A termini dell'art. 46 CE, restrizioni alla libertà di stabilimento possono essere disposte unicamente per motivi attinenti all'ordine pubblico, alla pubblica sicurezza ed alla sanità pubblica nonché altri motivi di interesse generale, sempreché non si tratti di provvedimenti manifestamente discriminatori. Provvedimenti di tal genere, laddove impongano restrizioni ad una libertà fondamentale, devono essere in ogni caso idonei al conseguimento dell'obiettivo voluto e non devono andare aldilà di quanto a tal fine necessario. La normativa austriaca contestata nella specie non risponde a tali requisiti.

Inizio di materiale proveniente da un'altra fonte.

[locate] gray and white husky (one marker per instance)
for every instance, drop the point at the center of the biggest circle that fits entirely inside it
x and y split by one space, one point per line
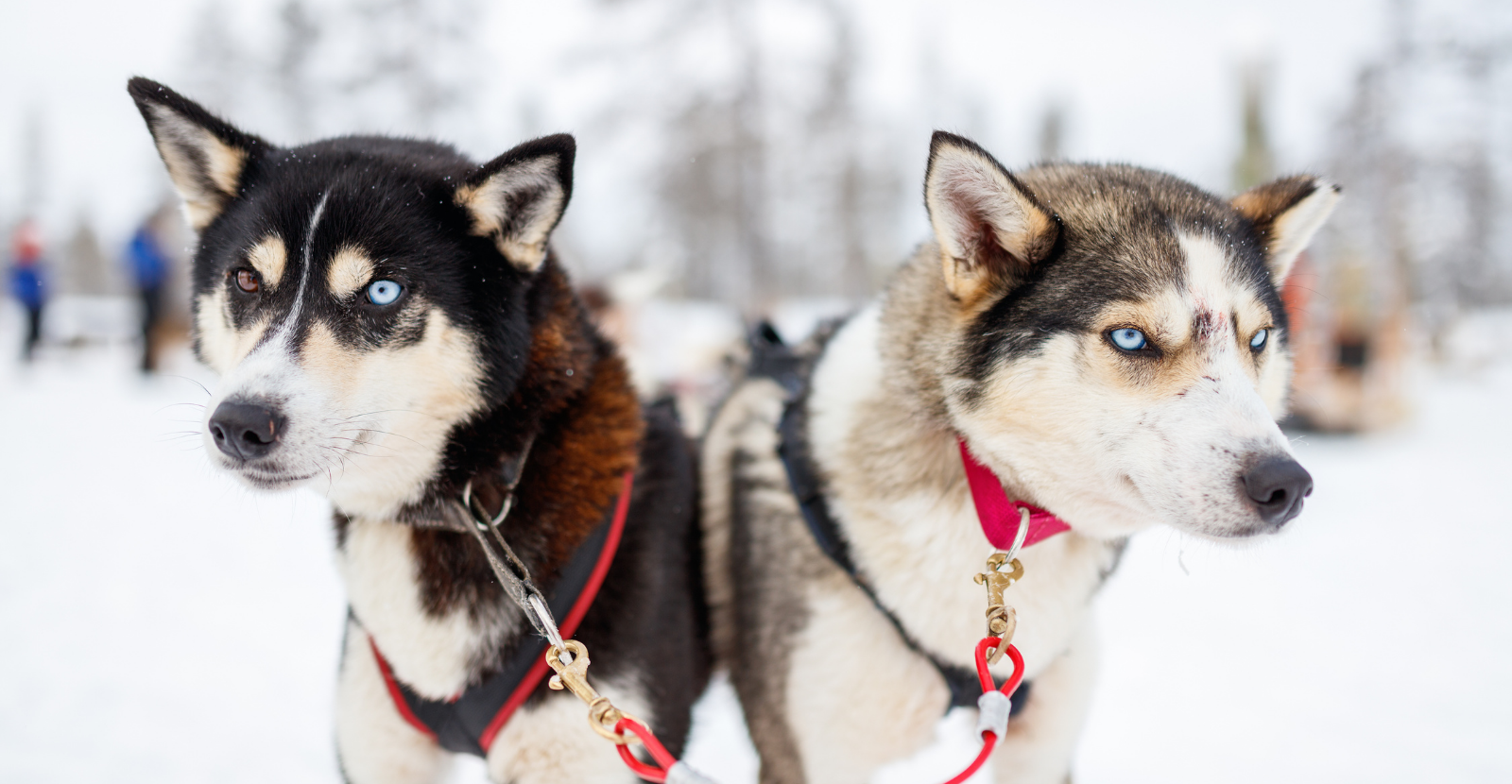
1110 342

Non sussiste, infatti, alcun indizio da cui emerga che l'elusione delle norme transitorie, temuta dal governo austriaco, da parte dei cittadini dei detti otto Stati membri, possa raggiungere dimensioni tali da pregiudicare effettivamente il funzionamento del mercato del lavoro austriaco. Inoltre, i due criteri applicati ai fini della valutazione della natura dell'attività — natura della prestazione lavorativa e partecipazione alla gestione della società — non sono idonei al fine di distinguere un'attività di lavoro subordinato da un'attività di lavoro autonomo. Per quanto attiene alla necessità della restrizione di cui trattasi, da quanto esposto dal governo austriaco non emerge il motivo per il quale un controllo a posteriori, successivo all'iscrizione della società, inteso quale strumento meno restrittivo, non possa parimenti garantire il conseguimento dell'obiettivo voluto.